Vivian M. Rakoff PET Centre, Research Imaging Centre, Centre for Addiction and Mental Health CAMH, 250 College Street, Toronto, Ontario, Canada, M5T 1R8.
Mol Imaging Biol. 2013 Jun;15(3):353-9. doi: 10.1007/s11307-012-0589-4.
[(18)F]-FEPPA is a translocator protein (18 kDa, TSPO) positron emission tomography (PET) radiotracer. Radiation dosimetry was estimated from the whole body biodistribution, taking into consideration TSPO rs6971 (Ala147Thr) polymorphism.
[(18)F]-FEPPA whole body PET scans were acquired for six healthy subjects. Time-activity curves were generated from regions of interest of nine organs, from which normalized accumulated activities were calculated and thus internal dose, using OLINDA/EXM 1.1. Genotyping of rs6971, associated with high- and low-affinity [(18)F]-FEPPA binding (high-affinity binder (HAB) and low-affinity binder (LAB)), was performed.

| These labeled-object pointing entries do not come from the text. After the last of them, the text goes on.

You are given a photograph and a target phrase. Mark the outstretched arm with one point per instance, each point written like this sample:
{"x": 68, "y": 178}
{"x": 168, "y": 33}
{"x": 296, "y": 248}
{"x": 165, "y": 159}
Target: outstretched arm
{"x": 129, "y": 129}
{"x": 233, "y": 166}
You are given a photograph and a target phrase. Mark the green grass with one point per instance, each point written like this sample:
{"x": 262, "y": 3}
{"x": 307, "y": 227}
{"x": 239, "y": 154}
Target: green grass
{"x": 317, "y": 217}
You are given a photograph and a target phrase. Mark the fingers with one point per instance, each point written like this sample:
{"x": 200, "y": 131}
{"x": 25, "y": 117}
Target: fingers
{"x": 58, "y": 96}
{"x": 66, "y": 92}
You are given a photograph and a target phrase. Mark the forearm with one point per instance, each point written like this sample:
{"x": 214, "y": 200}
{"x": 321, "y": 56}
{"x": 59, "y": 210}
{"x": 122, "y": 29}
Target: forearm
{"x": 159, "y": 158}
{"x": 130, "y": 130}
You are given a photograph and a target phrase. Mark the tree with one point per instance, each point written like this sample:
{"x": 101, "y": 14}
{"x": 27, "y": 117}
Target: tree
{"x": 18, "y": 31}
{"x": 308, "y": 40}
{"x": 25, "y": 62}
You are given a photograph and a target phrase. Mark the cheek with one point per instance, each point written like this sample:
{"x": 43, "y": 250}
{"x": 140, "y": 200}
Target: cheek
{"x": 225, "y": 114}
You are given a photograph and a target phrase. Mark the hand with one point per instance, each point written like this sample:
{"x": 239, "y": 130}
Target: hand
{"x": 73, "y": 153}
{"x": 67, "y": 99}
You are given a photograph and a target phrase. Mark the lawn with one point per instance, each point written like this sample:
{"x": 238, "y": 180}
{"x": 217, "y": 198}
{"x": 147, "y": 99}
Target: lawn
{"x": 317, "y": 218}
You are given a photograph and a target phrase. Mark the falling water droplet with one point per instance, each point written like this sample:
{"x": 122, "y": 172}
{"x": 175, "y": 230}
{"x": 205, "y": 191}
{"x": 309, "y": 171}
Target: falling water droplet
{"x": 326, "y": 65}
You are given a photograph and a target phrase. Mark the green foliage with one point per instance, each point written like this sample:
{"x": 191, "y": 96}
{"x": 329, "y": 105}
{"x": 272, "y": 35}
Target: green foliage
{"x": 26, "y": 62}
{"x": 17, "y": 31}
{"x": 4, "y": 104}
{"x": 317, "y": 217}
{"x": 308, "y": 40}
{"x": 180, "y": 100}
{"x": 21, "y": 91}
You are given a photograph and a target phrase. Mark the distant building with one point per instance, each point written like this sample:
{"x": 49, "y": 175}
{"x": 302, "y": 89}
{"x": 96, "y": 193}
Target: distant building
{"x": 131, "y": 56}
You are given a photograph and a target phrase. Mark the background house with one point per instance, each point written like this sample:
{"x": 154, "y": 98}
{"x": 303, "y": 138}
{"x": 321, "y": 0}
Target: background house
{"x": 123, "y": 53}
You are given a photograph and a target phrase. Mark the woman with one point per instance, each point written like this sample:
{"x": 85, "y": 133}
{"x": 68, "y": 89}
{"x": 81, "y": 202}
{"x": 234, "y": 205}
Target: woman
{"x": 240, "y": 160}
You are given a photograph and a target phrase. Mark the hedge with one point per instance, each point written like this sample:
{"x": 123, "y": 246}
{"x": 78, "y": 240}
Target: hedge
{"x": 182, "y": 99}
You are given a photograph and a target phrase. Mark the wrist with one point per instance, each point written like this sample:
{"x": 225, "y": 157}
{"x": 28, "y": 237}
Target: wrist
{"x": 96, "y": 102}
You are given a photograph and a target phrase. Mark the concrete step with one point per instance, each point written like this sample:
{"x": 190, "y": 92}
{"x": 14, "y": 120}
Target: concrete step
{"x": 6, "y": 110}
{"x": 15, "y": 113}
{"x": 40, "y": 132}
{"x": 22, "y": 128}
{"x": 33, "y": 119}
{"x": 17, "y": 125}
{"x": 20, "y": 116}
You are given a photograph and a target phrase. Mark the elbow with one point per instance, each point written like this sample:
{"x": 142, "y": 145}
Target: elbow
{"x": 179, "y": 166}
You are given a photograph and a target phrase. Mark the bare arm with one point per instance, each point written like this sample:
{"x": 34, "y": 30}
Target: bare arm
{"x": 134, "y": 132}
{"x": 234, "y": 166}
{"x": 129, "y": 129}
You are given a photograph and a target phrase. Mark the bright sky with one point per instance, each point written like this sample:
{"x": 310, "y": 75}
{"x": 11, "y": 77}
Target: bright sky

Five subjects exhibited the C/C (HAB) allele, and the other carried the minor allele T/T (LAB). The LAB whole body biodistribution showed highest radioactivity accumulation in bladder, whereas in HABs, the spleen received the highest dose. The effective dose of the single LAB (16.3 μSv/MBq) was 23 % less than the mean of the HABs (21.0 ± 2.9 μSv/MBq). When including all subjects, the effective dose was 20.2 ± 3.0 μSv/MBq.
[(18)F]-FEPPA radiation dose is consistent with other (18)F-labeled radioligands and the Ala147Thr genotype agreed with [(18)F]-FEPPA distribution.
[(18)F]-FEPPA 是一种转位蛋白(18 kDa,TSPO)正电子发射断层扫描(PET)示踪剂。考虑到 TSPO rs6971(Ala147Thr)多态性,从全身生物分布估算了辐射剂量。
对 6 名健康受试者进行了 [(18)F]-FEPPA 全身 PET 扫描。从 9 个器官的感兴趣区生成时间-活性曲线,从中计算归一化累积活性,然后使用 OLINDA/EXM 1.1 计算内部剂量。对 rs6971 进行了基因分型,rs6971 与高亲和力 [(18)F]-FEPPA 结合(高亲和力结合物(HAB)和低亲和力结合物(LAB))和低亲和力结合物相关。
5 名受试者表现出 C/C(HAB)等位基因,而另一名受试者携带较小的 T/T(LAB)等位基因。LAB 的全身生物分布显示膀胱的放射性最强,而在 HAB 中,脾脏的剂量最高。单个 LAB 的有效剂量(16.3 μSv/MBq)比 HABs 的平均值(21.0 ± 2.9 μSv/MBq)低 23%。当包括所有受试者时,有效剂量为 20.2 ± 3.0 μSv/MBq。
[(18)F]-FEPPA 的辐射剂量与其他 [(18)F]标记的配体一致,并且 Ala147Thr 基因型与 [(18)F]-FEPPA 分布一致。